Segundo o Banco Mundial (2020), Angola perdeu cerca de 20% da sua mão-de-obra qualificada para o exterior nos últimos dez anos. Estes emigrantes não fogem da pátria por desamor, mas pela ausência de oportunidades, de meritocracia e de justiça. É o próprio Estado que os empurra.

Quando um país perde os seus melhores por incompetência institucional, a pergunta que se impõe não é “por que fogem?”, mas sim: por que razão os obrigamos a fugir?

A Oportunidade Perdida: A Migração como Potência, Não como Ameaça

A migração, se bem gerida, constitui uma força motriz para o desenvolvimento económico, inovação, diversidade e integração regional. Estudos da União Africana, da OIM e da OCDE mostram que migrantes são, em média, mais empreendedores, resilientes e produtivos do que a população autóctone em vários contextos.

Em Angola, no entanto, continua a prevalecer uma visão retrógrada e policialesca da migração. O país não possui uma política nacional de migração, nem um sistema eficaz de acolhimento, legalização ou inclusão social. Este vácuo legislativo e político transforma o migrante num alvo fácil da repressão, da marginalização e do populismo.

Propostas Concretas: De um Estado Repressor para um Estado Integrador

Para transformar este cenário desastroso, propõem-se as seguintes medidas:

1. Aprovação urgente de uma Política Nacional de Migração, baseada nos princípios de dignidade humana, segurança regional e coesão social.

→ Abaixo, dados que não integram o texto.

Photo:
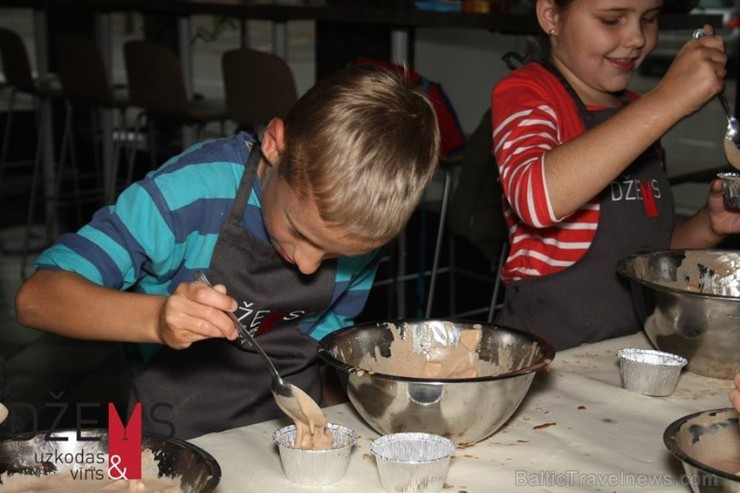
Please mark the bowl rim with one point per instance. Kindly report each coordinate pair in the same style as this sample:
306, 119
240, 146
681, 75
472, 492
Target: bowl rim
213, 465
622, 271
548, 352
670, 443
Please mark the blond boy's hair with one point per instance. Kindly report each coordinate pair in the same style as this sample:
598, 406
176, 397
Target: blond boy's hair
363, 145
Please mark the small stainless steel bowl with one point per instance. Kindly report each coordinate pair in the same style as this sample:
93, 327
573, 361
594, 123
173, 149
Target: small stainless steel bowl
650, 372
708, 445
412, 462
730, 189
315, 467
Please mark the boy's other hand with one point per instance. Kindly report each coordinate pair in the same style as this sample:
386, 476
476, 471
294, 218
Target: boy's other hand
195, 312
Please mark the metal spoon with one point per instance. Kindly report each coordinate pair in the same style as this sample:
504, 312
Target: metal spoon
732, 134
292, 400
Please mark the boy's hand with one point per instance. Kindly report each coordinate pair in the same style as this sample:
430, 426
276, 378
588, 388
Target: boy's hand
735, 394
722, 220
697, 74
195, 312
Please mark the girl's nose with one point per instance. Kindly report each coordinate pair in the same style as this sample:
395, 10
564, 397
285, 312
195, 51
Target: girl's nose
636, 37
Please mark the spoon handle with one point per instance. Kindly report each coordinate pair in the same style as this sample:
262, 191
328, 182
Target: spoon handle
725, 105
245, 338
699, 33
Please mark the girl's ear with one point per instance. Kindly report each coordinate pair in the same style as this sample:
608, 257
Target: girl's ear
548, 16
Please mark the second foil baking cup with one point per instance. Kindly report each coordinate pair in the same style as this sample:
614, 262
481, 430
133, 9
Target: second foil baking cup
412, 462
650, 372
315, 467
730, 189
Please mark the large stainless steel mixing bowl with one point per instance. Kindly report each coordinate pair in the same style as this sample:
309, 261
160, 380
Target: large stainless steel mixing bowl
35, 454
708, 445
703, 327
464, 410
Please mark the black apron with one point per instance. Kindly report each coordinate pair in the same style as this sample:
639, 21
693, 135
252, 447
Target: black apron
213, 385
588, 301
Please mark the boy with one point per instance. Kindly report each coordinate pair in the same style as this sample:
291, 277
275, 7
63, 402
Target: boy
289, 223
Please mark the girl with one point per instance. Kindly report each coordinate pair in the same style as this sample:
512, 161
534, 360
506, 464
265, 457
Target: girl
581, 166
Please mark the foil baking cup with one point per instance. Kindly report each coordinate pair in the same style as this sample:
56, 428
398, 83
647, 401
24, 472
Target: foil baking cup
650, 372
315, 467
412, 462
730, 189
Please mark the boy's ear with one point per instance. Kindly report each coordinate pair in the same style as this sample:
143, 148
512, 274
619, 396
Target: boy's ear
273, 142
548, 16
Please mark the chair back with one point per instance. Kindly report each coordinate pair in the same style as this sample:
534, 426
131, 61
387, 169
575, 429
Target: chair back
258, 86
155, 79
15, 62
82, 70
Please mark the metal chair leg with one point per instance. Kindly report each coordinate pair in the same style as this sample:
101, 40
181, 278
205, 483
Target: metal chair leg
36, 176
497, 285
446, 192
6, 132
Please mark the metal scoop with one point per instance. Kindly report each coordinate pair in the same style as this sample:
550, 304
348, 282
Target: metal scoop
732, 134
292, 400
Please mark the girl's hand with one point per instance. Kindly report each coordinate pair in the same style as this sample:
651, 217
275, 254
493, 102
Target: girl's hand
735, 394
722, 220
195, 312
696, 75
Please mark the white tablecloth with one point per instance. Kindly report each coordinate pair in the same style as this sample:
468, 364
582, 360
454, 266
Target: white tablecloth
576, 430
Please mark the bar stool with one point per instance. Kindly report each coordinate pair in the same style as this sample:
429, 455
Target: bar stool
258, 86
86, 85
20, 79
476, 158
157, 86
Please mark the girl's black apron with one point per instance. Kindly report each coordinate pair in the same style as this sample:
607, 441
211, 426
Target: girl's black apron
588, 301
213, 385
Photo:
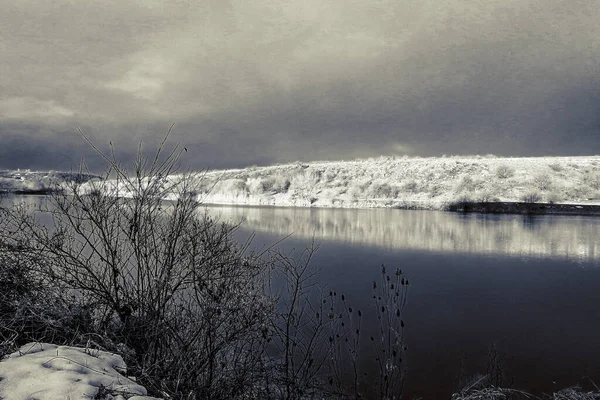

2. Criação de um Observatório Nacional de Mobilidade Humana, com dados fiáveis e actualizados sobre migração interna e externa.

3. Investimento no Desenvolvimento Local (rural e urbano), para combater as causas da migração forçada.

4. Legalização e Integração Social de Migrantes, com acesso a serviços básicos, programas de formação e linhas de financiamento para pequenos negócios.

5. Campanhas de sensibilização contra a xenofobia e o racismo institucional, promovendo a interculturalidade e o respeito pela diversidade.

Conclusão: A Verdadeira Ilegalidade Está na Consciência de Quem Governa

No fim de tudo, a migração é um direito natural, ancestral e legítimo do ser humano. Já a repressão sem soluções, o silêncio cúmplice e a indiferença institucional, esses sim, são actos de ilegalidade moral.

O Estado angolano precisa de deixar de fingir que a migração é um problema externo. É, na verdade, o reflexo mais evidente das suas falhas internas. E enquanto os governantes continuarem a ignorar essa realidade, serão eles os verdadeiros transgressores — não da lei, mas da ética, da justiça e da humanidade.